Au cœur même d’une existence routinière et âpre, pleine du vacarme assourdissant d’une bretelle d’autoroute et de misère sociale, un chien qui parle (parce que c’est possible au théâtre), casse-cou et plutôt roublard, déboule dans la vie de Roger, portier désabusé d’un grand hôtel qui vit seul dans sa caravane depuis que les services sociaux lui ont retiré la garde de sa fille.
Ensemble, avec beaucoup de lucidité, d’insolence et de fantaisie, ils regardent le monde, s’éprouvent méchamment et s’apprivoisent, et surtout retrouvent, même en plein marasme, l’urgence d’exister.

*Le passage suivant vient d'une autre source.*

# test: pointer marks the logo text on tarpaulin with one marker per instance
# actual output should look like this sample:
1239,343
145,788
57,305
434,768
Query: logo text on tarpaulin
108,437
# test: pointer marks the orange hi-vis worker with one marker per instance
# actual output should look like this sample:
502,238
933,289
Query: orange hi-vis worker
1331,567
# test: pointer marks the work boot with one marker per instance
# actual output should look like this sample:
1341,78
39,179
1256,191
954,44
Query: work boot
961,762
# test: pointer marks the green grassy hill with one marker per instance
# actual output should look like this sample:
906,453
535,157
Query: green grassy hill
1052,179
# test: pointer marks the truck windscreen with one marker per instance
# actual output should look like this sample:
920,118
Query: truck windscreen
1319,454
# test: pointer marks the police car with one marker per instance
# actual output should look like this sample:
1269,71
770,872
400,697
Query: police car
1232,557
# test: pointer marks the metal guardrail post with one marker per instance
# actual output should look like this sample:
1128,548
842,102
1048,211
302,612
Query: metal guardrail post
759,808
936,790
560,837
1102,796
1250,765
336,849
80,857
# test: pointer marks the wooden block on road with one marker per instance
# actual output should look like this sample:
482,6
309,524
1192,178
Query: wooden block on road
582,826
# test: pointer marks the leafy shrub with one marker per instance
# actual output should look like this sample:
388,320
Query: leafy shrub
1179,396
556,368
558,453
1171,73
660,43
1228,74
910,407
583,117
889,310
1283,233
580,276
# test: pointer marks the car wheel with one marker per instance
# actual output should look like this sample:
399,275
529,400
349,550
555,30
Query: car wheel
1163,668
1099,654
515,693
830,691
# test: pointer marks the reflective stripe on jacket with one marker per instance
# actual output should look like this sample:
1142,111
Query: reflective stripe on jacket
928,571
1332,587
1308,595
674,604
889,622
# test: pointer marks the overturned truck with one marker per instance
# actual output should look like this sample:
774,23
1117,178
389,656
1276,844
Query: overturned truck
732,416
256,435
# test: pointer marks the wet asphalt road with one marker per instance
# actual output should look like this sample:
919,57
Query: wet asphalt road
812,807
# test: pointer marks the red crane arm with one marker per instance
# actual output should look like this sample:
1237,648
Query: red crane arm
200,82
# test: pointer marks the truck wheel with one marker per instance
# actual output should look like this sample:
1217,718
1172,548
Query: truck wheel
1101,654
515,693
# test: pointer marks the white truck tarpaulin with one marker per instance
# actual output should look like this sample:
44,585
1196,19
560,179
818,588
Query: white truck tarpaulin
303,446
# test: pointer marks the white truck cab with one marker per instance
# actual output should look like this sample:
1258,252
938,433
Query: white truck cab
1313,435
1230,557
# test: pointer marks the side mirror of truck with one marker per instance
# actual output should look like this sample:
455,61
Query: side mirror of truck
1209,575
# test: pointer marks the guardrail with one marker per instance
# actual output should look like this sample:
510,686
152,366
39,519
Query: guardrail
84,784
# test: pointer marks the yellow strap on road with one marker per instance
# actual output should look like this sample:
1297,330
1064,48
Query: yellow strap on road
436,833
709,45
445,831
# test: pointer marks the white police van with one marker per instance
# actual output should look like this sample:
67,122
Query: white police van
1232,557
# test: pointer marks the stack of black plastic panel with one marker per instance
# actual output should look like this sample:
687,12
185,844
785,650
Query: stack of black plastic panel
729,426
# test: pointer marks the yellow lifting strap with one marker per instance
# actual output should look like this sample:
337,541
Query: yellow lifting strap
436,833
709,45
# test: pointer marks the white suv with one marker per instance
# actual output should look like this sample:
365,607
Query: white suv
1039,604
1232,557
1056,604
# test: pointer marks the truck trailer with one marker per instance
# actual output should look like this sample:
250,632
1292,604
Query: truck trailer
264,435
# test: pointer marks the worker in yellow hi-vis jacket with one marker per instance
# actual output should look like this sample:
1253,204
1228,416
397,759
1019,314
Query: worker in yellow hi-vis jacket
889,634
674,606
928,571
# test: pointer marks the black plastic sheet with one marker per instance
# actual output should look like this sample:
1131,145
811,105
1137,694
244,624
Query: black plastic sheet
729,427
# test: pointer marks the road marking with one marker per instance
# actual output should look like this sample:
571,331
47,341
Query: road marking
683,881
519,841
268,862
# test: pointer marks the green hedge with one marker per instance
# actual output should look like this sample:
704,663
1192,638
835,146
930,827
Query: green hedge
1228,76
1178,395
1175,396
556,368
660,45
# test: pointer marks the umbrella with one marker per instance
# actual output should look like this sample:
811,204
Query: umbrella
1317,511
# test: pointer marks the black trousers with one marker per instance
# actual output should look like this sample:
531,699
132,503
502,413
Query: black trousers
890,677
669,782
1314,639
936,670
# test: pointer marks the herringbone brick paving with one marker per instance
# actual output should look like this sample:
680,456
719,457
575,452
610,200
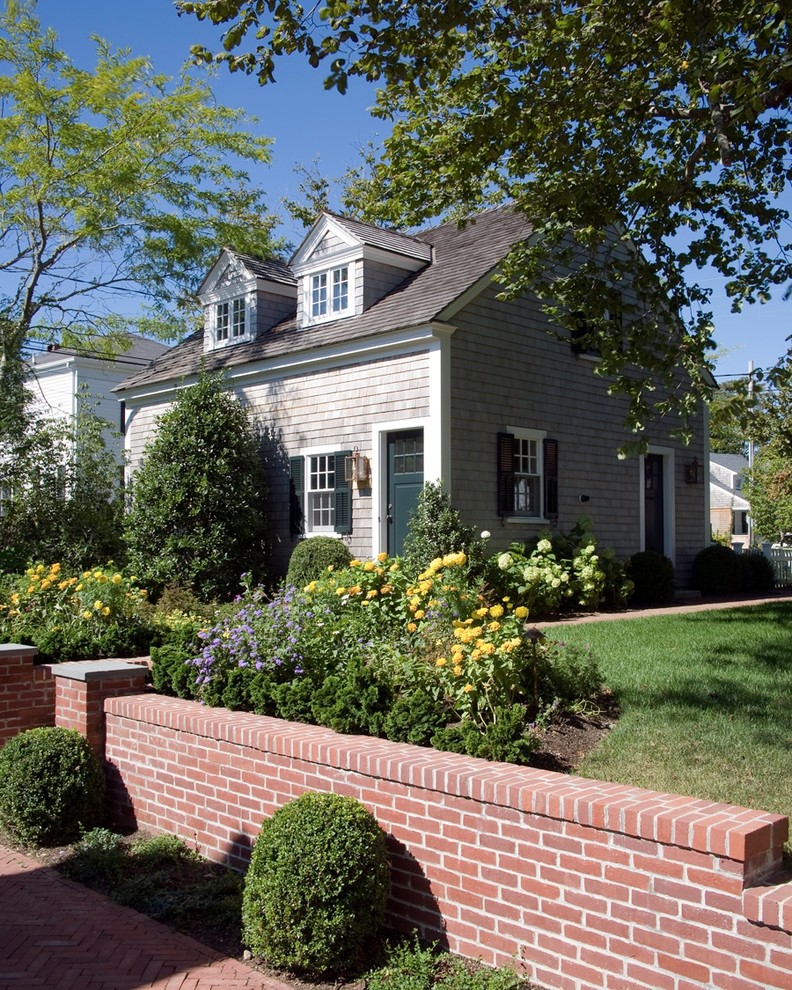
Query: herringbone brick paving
58,935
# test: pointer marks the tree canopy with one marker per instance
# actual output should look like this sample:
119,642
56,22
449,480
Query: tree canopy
654,136
116,184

Mais au fond, l’histoire, on s’en fiche.
Elle n’est qu’un prétexte.
À travers cette parabole quelque peu foutraque et déglinguée, Jean-Marie Piemme retrouve la force satirique salutaire d’un théâtre qui révèle la véritable nature des rapports de force et démonte les mécanismes des pouvoirs qui règlent notre quotidien.
Dans une société en panne, il fait entendre une parole désacralisante et jubilatoire qui se joue joyeusement du mensonge des gouvernants, de l’hypocrisie et du cynisme des puissants, des logiques déshumanisées des administrations…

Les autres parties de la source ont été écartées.